Pascal a raison, il n'y a pas de version mac actuellement, peut être plus tard mais pas aujourd'hui. Par contre, ils récuperent bien les adresses mail... pour quoi faire???

Enfin, la dernière fois que j'ai téléchargé une version pc de trillian où la mention garantie sansspyware ou addware grantie... résultat 3 jours a chasser ctte S*****e de M*** de addware qui m'ouvrait une page météo


----------



## pascalformac (7 Février 2008)

AT43 a dit:


> Rigolo avant de foutre des autres lis bien ce que j'ai écrit et va voir sur leur site si tu sais lire, ce dont je doute à voir ta réponse.

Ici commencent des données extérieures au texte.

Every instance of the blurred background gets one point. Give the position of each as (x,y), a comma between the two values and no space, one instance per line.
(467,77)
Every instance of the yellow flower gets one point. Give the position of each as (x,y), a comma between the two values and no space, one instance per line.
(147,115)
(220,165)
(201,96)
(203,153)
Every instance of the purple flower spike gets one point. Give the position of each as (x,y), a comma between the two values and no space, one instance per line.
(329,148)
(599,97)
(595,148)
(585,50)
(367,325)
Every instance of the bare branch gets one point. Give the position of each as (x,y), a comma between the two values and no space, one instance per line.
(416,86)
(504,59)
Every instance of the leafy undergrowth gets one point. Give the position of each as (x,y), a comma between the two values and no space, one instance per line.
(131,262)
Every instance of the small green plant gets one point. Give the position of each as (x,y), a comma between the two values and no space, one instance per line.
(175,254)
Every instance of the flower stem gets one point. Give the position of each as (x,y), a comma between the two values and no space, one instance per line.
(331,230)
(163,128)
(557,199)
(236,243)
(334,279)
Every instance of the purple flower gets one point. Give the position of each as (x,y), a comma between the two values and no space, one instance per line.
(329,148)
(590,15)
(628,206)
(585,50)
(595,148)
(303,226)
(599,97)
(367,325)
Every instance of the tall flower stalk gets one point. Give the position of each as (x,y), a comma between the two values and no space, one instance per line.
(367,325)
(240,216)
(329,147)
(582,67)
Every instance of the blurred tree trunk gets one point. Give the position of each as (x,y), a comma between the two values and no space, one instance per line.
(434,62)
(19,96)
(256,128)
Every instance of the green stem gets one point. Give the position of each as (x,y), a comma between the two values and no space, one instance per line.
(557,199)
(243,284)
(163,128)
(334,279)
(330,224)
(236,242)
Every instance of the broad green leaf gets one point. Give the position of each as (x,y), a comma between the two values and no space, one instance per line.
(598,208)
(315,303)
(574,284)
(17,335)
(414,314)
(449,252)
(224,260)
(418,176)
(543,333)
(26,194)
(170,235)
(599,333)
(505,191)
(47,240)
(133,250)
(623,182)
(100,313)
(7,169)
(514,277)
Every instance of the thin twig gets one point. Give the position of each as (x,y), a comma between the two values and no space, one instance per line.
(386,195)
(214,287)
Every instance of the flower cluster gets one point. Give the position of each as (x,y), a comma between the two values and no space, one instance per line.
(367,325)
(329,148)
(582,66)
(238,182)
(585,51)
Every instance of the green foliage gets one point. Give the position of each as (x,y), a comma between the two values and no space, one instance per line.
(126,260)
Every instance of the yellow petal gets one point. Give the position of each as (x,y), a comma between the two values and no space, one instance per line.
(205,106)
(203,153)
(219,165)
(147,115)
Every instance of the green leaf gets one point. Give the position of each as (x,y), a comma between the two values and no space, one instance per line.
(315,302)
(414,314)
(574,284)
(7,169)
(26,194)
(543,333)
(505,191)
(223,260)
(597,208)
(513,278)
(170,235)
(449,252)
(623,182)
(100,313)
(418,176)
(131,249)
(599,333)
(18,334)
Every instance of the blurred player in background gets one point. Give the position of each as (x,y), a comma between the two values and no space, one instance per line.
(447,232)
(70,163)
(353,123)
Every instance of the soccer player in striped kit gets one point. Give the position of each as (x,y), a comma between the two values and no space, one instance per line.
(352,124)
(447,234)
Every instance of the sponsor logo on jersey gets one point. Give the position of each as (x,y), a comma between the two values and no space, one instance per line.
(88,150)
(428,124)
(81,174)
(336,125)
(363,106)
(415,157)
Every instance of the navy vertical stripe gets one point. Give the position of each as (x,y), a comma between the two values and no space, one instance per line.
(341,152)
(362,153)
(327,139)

1-c'est pas de toi que je rigolais c'est de EUX

2-mais maintenant après ta reflexion je vais aussi rigoler de  toi
car sii  toi tu lis bien le site comme déjà indiqué  par ZRXOlivier  et moi même...
 tu aurais vu  qu'il n' y a pas de version  pour Mac
et que le fichier proposé " mac et linux cliquer ici " est un exe
setupvoipcheapCOM.exe


----------



## Anonyme (7 Février 2008)

pascalformac a dit:


> 1-c'est pas de toi que je rigolais c'est de EUX
> 
> 2-mais maintenant après ta reflexion je vais aussi rigoler de  toi
> car sii  toi tu lis bien le site comme déjà indiqué  par ZRXOlivier  et moi même...
> ...



tiens t'as essayé aussi? et dire que je suis au bureau sur ce PC...:rose:


----------



## toons1111 (5 Janvier 2009)

salut AT43
je pense que tu as raison sur le fait que l'on peut installer voipcheap sur un mac mais en faite il faut passer par un programme qui s'apel x-lite
J'ai essayé et j'ai trouver des sites où l'on explique comment configuré celui-ci mais sa n'a jamais marcher peut etre que tu auras plus de chance que moi..
Pour trouver x lite vas sur voipcheap.com et click sur mac user et sur la page qui apparé xlite se trouve en bas a droite..
Voila bonne chance
tcho


----------



## toons1111 (6 Janvier 2009)

re,
ca y est j'ai réussi a faire marcher x lite il fallait en faite que je prenne l'ancienne version..va savoir pourquoi mais en tt cas sa marche nickel..
seul difference avec voipcheap PC il n'y a pas les texto..

est-ce que quelqu'un aurai une solution pour envoyer les textos via sip sur mac?
merci d'vance
a +


----------



## loul003 (20 Avril 2009)

toons1111, je n'ai pas trouvé  x lite sur voip cheap mais sur d'autre site. Dois je le telecharger (quel version) et apres comment fait on pour faire marcher voipcheap 
Un grand mercis des votres aide


Tiens, un qui était passé au travers. Bon, je profite de la remontée pour le déplacer dans le bon forum !


----------